Adding a GroupByHaving operator is a good way but this only cover the case that
filter can be pushed down into group by. If a filter can not be pushed down, we
can turn the upsert stream into a retract stream to ensure correctness(or throw
exception and inform user to use {{RetractTableSink}}). What do you think?
> Incorrect results: Filter does not treat Upsert messages correctly.
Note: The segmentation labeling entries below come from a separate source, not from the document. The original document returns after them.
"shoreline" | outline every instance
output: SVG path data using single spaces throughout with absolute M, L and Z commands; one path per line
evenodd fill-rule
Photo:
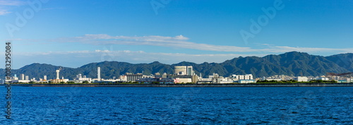
M 1 85 L 5 86 L 6 84 Z M 353 83 L 227 83 L 227 84 L 11 84 L 23 87 L 353 87 Z

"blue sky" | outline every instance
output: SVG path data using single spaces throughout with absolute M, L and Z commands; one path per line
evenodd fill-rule
M 353 52 L 352 13 L 353 0 L 0 0 L 0 40 L 13 69 L 328 56 Z

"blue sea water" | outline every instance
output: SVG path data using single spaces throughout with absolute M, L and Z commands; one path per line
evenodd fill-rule
M 4 97 L 6 95 L 4 88 Z M 353 88 L 12 87 L 1 124 L 353 124 Z

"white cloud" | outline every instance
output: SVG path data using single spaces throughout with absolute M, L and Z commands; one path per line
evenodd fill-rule
M 7 6 L 17 6 L 24 5 L 25 3 L 16 0 L 0 0 L 0 16 L 6 15 L 11 12 L 7 9 Z
M 216 44 L 208 44 L 196 43 L 189 41 L 189 38 L 183 35 L 175 37 L 164 36 L 111 36 L 105 34 L 85 35 L 80 37 L 61 38 L 53 40 L 54 42 L 80 42 L 95 45 L 100 44 L 127 44 L 127 45 L 150 45 L 167 47 L 178 49 L 191 49 L 197 50 L 205 50 L 212 52 L 287 52 L 298 51 L 302 52 L 353 52 L 352 48 L 346 49 L 330 49 L 330 48 L 311 48 L 311 47 L 292 47 L 286 46 L 275 46 L 268 44 L 261 44 L 263 49 L 254 49 L 251 47 L 222 46 Z
M 7 10 L 0 9 L 0 16 L 6 15 L 7 13 L 10 13 L 11 12 L 7 11 Z
M 32 63 L 49 64 L 77 68 L 92 62 L 115 61 L 133 64 L 151 63 L 155 61 L 164 64 L 176 64 L 181 61 L 191 61 L 198 64 L 203 62 L 223 62 L 234 57 L 248 56 L 265 56 L 261 54 L 189 54 L 182 53 L 152 53 L 143 51 L 73 51 L 47 52 L 13 52 L 13 68 L 16 69 Z M 1 61 L 1 59 L 0 59 Z M 2 67 L 0 67 L 2 68 Z
M 0 6 L 21 6 L 25 4 L 23 1 L 16 0 L 0 0 Z

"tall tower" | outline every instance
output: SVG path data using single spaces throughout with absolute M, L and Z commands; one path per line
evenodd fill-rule
M 97 79 L 100 81 L 100 67 L 98 67 L 98 69 L 97 71 Z
M 60 72 L 60 70 L 56 70 L 56 79 L 59 79 L 59 73 Z

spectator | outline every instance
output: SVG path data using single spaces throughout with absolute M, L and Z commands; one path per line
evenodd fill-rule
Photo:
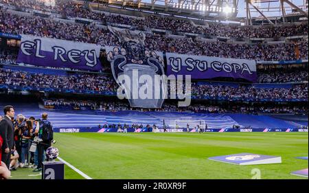
M 8 168 L 10 166 L 10 153 L 14 146 L 14 126 L 12 119 L 14 118 L 15 112 L 12 106 L 5 106 L 3 112 L 5 117 L 0 122 L 0 136 L 3 140 L 1 161 L 5 163 L 6 168 Z
M 19 152 L 13 149 L 11 151 L 10 163 L 10 170 L 16 170 L 19 166 Z
M 52 146 L 53 139 L 52 126 L 51 122 L 47 120 L 47 113 L 44 113 L 42 115 L 42 121 L 40 124 L 40 130 L 38 136 L 41 141 L 38 144 L 38 167 L 34 170 L 34 172 L 42 170 L 42 162 L 44 161 L 44 151 Z
M 28 163 L 30 161 L 29 160 L 29 146 L 30 143 L 29 140 L 31 139 L 32 137 L 32 133 L 33 130 L 33 125 L 32 122 L 30 120 L 27 121 L 26 122 L 26 127 L 25 129 L 24 129 L 22 131 L 21 135 L 21 168 L 23 168 L 25 163 L 26 159 L 28 161 Z

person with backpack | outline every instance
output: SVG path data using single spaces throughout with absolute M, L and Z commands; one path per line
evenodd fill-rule
M 38 148 L 38 167 L 34 172 L 42 170 L 42 162 L 44 161 L 44 151 L 52 146 L 52 141 L 54 139 L 53 126 L 51 122 L 47 120 L 47 113 L 42 115 L 42 120 L 39 122 L 40 129 L 38 131 L 38 138 L 41 140 L 37 145 Z

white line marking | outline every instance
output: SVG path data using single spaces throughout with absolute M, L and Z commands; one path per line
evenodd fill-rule
M 75 168 L 74 166 L 73 166 L 72 165 L 71 165 L 70 163 L 67 163 L 67 161 L 65 161 L 65 160 L 63 160 L 62 159 L 61 159 L 60 157 L 58 157 L 58 159 L 62 161 L 65 165 L 67 165 L 67 166 L 70 167 L 71 169 L 72 169 L 73 170 L 76 171 L 76 172 L 78 172 L 80 175 L 81 175 L 82 177 L 83 177 L 84 178 L 87 179 L 92 179 L 91 177 L 89 177 L 89 176 L 87 176 L 87 174 L 85 174 L 84 173 L 83 173 L 82 171 L 80 171 L 80 170 L 78 170 L 78 168 Z

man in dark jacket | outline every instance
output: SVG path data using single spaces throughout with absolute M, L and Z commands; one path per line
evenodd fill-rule
M 15 112 L 12 106 L 6 106 L 3 109 L 4 117 L 0 122 L 0 135 L 3 144 L 2 145 L 2 161 L 10 167 L 10 156 L 14 146 L 14 126 L 12 119 L 14 119 Z
M 44 151 L 46 152 L 48 148 L 52 146 L 52 141 L 54 139 L 54 132 L 52 123 L 47 121 L 47 113 L 44 113 L 42 115 L 42 121 L 39 122 L 40 129 L 38 131 L 38 138 L 41 141 L 37 146 L 38 148 L 38 168 L 34 169 L 34 172 L 42 170 L 44 161 Z

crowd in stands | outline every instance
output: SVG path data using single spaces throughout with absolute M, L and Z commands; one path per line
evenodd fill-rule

> -------------------------------------------------------------------
>
> Key: FLINK-9528
> URL: https://issues.apache.org/jira/browse/FLINK-9528
> Project: Flink
> Issue Type: Bug
> Components: Table API & SQL
> Affects Versions: 1.3.3, 1.5.0, 1.4.2
> Reporter: Fabian Hueske
> Assignee: Hequn Cheng
> Priority: Critical
>
> Currently, Filters (i.e., Calcs with predicates) do not distinguish between
> retraction and upsert mode. A Calc looks at record (regardless of its update
> semantics) and either discard it (predicate evaluates to false) or pass it on
> (predicate evaluates to true).
> This works fine for messages with retraction semantics but is not correct for
> upsert messages.
> The following test case (can be pasted into {{TableSinkITCase}}) shows the
> problem:
> {code:java}
> @Test
> def testUpsertsWithFilter(): Unit = {
> val env = StreamExecutionEnvironment.getExecutionEnvironment
> env.getConfig.enableObjectReuse()
> env.setStreamTimeCharacteristic(TimeCharacteristic.EventTime)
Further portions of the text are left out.